Talk has "swirled over the years about the fate" of the Carrier Dome, but now Syracuse Univ. AD Daryl Gross is "busily hatching potential arena alternatives," according to Donna Ditota of the Syracuse POST-STANDARD. But with the "ever-escalating race to build the biggest, shiniest athletic facilities, does the Carrier Dome still resonate with recruits who might select it as their college destination or with fans that pay to push through the turnstiles?" Gross said, "I think Central New York deserves an unbelievable place. You've got all these great new stadiums in New York City and then you start coming upstate and the next biggest thing you run into is the Dome. And so there will be a day one day for folks up here to be able to enjoy and take advantage of those kinds of amenities." ACC Commissioner John Swofford said conference members were "comfortable" with the Dome as a host for college athletics. Gross said, "I wouldn't even put a time frame on it right now. I would just say that there's been talk about the aging of the Dome" (Syracuse POST-STANDARD, 7/1). In Syracuse, Brent Axe wrote, "While I get the appeal of a new facility for Syracuse University sports as the Dome isn't getting any younger, here is hoping Daryl Gross can find a way to keep the white bubble in the Syracuse skyline for years to come." There is "no question Syracuse University is gaining a lot by joining the ACC, namely TV money." It is "financial windfall that will benefit SU Athletics." But joining the ACC also "means sacrifice." SU fans "don't cheer for TV money." The Carrier Dome "may be all that Syracuse fans have left that gives them a unique identity in the sanitized world of college sports" (, 7/1).

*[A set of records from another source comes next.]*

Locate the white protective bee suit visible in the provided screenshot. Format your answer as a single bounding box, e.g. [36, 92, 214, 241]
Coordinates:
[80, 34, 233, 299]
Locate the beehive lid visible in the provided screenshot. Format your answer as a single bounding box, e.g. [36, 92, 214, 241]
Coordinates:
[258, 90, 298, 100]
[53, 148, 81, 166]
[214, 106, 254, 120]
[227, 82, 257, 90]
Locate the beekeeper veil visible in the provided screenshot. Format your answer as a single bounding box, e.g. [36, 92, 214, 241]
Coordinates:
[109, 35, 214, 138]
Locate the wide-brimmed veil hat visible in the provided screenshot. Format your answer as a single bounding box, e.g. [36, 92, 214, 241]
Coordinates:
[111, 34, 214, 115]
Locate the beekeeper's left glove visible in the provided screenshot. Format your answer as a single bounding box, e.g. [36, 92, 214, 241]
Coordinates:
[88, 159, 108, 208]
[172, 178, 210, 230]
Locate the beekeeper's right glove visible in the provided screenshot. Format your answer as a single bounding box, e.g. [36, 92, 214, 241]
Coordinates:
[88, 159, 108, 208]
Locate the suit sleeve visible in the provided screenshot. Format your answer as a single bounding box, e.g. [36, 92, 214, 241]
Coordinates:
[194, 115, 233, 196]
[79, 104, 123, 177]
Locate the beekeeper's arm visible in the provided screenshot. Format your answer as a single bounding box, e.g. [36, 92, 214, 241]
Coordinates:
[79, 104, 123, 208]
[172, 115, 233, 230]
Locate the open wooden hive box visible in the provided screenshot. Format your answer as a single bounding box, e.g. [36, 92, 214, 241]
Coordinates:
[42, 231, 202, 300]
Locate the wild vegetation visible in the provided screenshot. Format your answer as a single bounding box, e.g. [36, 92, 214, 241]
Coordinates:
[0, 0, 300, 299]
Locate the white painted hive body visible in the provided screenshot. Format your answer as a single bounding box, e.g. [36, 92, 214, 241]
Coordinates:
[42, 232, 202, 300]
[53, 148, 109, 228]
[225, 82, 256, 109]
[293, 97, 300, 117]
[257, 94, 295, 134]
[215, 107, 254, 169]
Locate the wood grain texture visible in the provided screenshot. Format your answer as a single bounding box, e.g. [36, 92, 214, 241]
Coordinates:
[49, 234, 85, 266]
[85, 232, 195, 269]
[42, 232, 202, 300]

In Boston, Donna Goodison reports the Red Sox are "beefing up perimeter security at Fenway Park to defend the historic ball field from terrorist car-bomb attacks." Fifty-four security bollards will "be installed in front of Gates B and C to prevent explosive-laden vehicles from being driven into the park during events." The concrete-encased steel barriers, in the "planning stages before April’s Boston Marathon bombings, were among recommendations that emerged from a December security assessment of Fenway conducted with the U.S. Department of Homeland Security." The Red Sox, who are "paying for the bollards, are going through city permitting with the goal of completing the first-phase installation by Aug. 15" (BOSTON HERALD, 7/2).

UP FOR GRABS: In New York, Adam Sichko notes the Univ. at Albany is spending $18M "building a football stadium, set to open in time for the team's Sept. 14 home opener." UA officials said that any day now they will "begin bidding corporate naming rights for the stadium." The school expects to "award a 10-year contract, likely with an option to re-up for another decade" (Albany BUSINESS REVIEW, 6/28 issue).

WATER DAMAGE: Calgary Stampede organizers said that some signature events this year "have been cancelled because flood repairs to the Saddledome cannot be completed in time." The Flames said that everything "below the eight row in the Saddledome is ruined by flooding." Record floodwaters "filled the Saddledome up to the eighth row over a week ago" (CP, 7/1).